で、早速

「人権について」
ジョン・ロールズ「万民の法」
「原初状態」から導出される「正義の二原理」。その中で、前提にされる「無知のヴェール」(自身の身分・階級・資産・能力・体力などの情報をまったく持たないとき)*1
という仮定。(この仮定そのものに問題が大きいことは分かっていますが・・・)
構成主義的手続きとしての「反照的均衡」(内省的均衡)。本質としては熟慮の行程であるといえようが、正義の枠内での権力の綱渡り的な拡大をも肯定してしまわないかという危険性もあるのではないかと思う。正義という枠さえ超えなければ、その権力の正当性はある意味正当化されてしまうように取れるからだ。

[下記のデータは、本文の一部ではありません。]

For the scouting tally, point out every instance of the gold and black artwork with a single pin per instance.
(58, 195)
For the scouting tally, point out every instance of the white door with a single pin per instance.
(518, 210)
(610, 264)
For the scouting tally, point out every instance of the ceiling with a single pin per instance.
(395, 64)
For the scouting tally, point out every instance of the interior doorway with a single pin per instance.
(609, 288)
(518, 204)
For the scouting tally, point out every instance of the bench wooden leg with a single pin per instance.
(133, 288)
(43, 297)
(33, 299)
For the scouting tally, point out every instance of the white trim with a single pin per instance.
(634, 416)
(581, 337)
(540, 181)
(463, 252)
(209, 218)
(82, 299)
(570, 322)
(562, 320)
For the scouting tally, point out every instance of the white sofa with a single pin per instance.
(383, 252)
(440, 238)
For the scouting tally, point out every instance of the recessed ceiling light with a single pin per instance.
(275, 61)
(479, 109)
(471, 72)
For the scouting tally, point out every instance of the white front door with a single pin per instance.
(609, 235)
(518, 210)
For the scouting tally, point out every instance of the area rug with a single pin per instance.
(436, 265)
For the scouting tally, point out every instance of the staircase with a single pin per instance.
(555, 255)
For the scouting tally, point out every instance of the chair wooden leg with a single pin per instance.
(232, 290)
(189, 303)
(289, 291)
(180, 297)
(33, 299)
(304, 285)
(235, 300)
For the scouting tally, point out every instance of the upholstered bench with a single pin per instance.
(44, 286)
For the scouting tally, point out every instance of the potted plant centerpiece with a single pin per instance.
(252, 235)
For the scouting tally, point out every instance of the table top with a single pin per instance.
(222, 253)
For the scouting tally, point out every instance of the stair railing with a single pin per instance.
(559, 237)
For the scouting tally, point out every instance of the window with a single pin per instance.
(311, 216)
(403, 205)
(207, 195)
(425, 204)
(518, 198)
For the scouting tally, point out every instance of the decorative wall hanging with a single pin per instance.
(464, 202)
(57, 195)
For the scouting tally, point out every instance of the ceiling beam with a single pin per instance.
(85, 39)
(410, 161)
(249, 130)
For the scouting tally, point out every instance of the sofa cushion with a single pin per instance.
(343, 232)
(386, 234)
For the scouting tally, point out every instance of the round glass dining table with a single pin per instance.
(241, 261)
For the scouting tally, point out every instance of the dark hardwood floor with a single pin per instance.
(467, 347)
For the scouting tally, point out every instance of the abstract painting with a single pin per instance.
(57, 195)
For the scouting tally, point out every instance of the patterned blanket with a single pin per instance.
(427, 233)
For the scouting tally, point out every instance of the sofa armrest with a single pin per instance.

「正義論」と「PoliticalLiberalism」の最も大きな変化とも思える。重なり合う合意(overlappingconsensus)という概念の導入が結果的にもたらしたもの。私などは絶対的基底性を持つ「正義」という概念からのある種の後退とも取れるのですが。だからといって絶対的「正義」を規定することの危険性を避ける場合にとるべき方策についてまでは考えが及ばないというのが現状です。(ロールズが、正義の絶対化に依る危険性故に重なり合う合意の概念を持ち出してきたとは思えませんが・・・)

普遍性をもって拡大するためには、常にミニマム・スタンダードである必要があることは容易に同意できる点であると思います。抑圧性を排除しようという観点から、他者を抑圧するというのはその体制を押し広げようとする主体内面において矛盾を来たすと思われるからです。そのラインを何処に引くことが妥当なのか?やはり、同意できるライン、同意させられるラインという現実性の追及の段階になると重なり合う合意になるのでしょうか・・・

ロールズの日本で使われている文脈というのは「倫理学」「哲学」が多いんでしょうか?「政治学」的使い方というか(検索をかけてみた範囲では)言及があまりない気がしました。